Asia's seaborne crude oil imports experienced a slight increase in June, yet volumes remain significantly below pre-conflict levels, primarily due to ongoing disruptions in the Strait of Hormuz and reduced buying from China. This persistent uncertainty in regional crude flows continues to elevate refined product prices across the continent.
The story matters now because the partial recovery in Asian crude imports, while positive, masks deep structural vulnerabilities exposed by the Middle East conflict. The failure of the Strait of Hormuz to fully reopen and China's sustained import cuts are reshaping global crude flows and refining economics, signaling a prolonged period of market volatility for the world's largest energy-consuming region.
Executive Summary
Asia's crude oil imports in June saw a fractional rise to 20.71 million barrels per day (bpd), up from 20.39 million bpd in May, according to Kpler data. Despite this modest recovery, imports are still considerably lower than the 26.79 million bpd average observed before the February 28 attacks on Iran. The Strait of Hormuz, a critical chokepoint for 20% of global crude and refined products, continues to see vessel movements well below pre-war levels, while China's seaborne imports plummeted to 5.80 million bpd in June, half of its pre-conflict average.
What Happened
Following the February 28 attacks on Iran by the United States and Israel, the Strait of Hormuz was effectively closed, severely disrupting Middle East crude shipments. A subsequent 60-day ceasefire agreement aimed to reopen the strait, but vessel movements have not returned to normal due to ongoing security concerns and Iranian attacks on some ships. This geopolitical tension has led to a significant reduction in crude flows to Asia and a sharp cut in Chinese imports.
Key Developments
- Modest Import Recovery: Asia's crude imports rose to 20.71 million bpd in June, a slight improvement from May but still well below pre-conflict levels.

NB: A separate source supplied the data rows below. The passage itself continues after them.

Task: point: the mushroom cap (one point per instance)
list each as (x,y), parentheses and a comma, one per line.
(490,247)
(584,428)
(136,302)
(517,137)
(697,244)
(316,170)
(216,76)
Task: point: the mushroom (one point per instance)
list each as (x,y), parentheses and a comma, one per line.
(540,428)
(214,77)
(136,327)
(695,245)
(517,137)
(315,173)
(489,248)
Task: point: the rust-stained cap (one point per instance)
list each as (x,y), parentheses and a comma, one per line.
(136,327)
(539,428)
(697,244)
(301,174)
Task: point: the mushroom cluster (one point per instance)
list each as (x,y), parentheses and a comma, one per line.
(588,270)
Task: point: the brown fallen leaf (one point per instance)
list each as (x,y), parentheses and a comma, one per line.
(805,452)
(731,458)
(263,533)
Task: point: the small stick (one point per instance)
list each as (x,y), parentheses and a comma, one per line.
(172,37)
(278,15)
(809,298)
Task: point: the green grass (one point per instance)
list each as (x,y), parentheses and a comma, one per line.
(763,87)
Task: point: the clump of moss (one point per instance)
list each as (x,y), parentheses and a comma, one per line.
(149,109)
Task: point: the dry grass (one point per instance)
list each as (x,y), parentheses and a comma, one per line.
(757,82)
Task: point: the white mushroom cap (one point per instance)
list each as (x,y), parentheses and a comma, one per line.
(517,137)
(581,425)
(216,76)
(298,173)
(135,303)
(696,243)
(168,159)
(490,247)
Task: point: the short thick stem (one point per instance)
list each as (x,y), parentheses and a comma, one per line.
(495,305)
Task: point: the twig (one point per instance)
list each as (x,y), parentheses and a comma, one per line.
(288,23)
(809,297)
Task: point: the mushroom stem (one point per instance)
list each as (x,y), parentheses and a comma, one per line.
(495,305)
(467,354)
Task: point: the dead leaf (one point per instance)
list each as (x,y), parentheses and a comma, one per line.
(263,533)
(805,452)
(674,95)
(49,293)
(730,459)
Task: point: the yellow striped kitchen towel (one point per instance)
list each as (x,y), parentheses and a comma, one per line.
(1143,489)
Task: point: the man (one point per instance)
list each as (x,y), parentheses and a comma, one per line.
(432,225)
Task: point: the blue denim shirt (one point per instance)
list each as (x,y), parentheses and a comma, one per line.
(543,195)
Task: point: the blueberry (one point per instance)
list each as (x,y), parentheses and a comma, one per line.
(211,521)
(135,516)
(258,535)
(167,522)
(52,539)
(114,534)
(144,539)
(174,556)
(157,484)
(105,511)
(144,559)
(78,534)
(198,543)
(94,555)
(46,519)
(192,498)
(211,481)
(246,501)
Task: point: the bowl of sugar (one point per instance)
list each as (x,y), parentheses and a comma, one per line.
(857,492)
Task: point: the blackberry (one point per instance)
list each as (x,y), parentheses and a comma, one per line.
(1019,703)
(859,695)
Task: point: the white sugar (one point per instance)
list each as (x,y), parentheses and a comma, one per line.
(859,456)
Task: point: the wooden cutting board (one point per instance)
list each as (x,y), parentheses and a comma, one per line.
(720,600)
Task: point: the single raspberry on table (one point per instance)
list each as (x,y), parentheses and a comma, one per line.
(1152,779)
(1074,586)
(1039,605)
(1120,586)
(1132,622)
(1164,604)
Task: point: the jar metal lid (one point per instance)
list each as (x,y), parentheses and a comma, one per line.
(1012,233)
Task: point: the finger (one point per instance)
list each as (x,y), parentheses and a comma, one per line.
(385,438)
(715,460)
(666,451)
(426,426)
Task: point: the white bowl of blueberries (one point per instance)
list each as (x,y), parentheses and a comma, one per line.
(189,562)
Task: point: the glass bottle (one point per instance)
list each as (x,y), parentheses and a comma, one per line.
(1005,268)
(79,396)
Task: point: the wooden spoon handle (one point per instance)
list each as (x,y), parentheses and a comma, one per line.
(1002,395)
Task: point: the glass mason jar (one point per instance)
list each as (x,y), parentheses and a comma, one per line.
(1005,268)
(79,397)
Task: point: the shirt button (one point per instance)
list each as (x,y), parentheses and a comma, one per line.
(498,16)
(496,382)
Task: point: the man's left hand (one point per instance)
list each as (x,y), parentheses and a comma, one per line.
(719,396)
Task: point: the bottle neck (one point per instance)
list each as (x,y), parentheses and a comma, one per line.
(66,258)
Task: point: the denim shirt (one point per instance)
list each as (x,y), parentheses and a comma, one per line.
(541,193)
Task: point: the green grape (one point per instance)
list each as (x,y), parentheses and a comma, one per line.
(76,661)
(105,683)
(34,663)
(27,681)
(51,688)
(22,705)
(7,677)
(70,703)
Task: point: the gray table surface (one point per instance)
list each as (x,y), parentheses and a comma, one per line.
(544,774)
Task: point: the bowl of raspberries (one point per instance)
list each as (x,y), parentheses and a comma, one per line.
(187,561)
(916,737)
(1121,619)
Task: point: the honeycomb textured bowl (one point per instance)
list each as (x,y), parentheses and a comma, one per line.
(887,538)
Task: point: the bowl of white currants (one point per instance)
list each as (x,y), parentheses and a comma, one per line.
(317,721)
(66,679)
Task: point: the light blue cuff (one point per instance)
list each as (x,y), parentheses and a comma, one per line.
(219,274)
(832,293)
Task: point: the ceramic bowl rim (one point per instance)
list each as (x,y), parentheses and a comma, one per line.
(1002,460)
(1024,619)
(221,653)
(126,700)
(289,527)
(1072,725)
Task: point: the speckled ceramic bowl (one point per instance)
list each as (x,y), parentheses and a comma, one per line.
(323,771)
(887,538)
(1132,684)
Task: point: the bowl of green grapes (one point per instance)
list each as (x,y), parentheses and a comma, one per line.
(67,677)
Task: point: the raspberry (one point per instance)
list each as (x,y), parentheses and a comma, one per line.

- Hormuz Bottleneck Persists: Crude volumes through the Strait of Hormuz in June were only 2.79 million bpd, less than a fifth of the pre-war average, despite a ceasefire.
- China's Reduced Buying: China's seaborne crude imports dropped to 5.80 million bpd in June, marking the weakest two months since November 2015 and half its pre-conflict average.
Regional Context
The Middle East conflict has profoundly impacted Asia, a region heavily reliant on crude imports from the Persian Gulf. The ongoing disruptions in the Strait of Hormuz and the subsequent shift in crude flows underscore the region's vulnerability to geopolitical instability and its critical need for diversified energy supply chains.
Market Impact
Traders and refiners face continued uncertainty, with elevated refined product prices reflecting persistent supply stresses despite crude prices returning to pre-war levels. The divergence between crude and product prices suggests refiners are incurring higher costs from sourcing alternative, more expensive crude outside the Middle East, impacting margins.
Outlook
The market will closely monitor the full reopening of the Strait of Hormuz and China's future crude buying patterns, as these factors will dictate the pace of recovery in Asian crude flows and the trajectory of refined product prices in the coming months.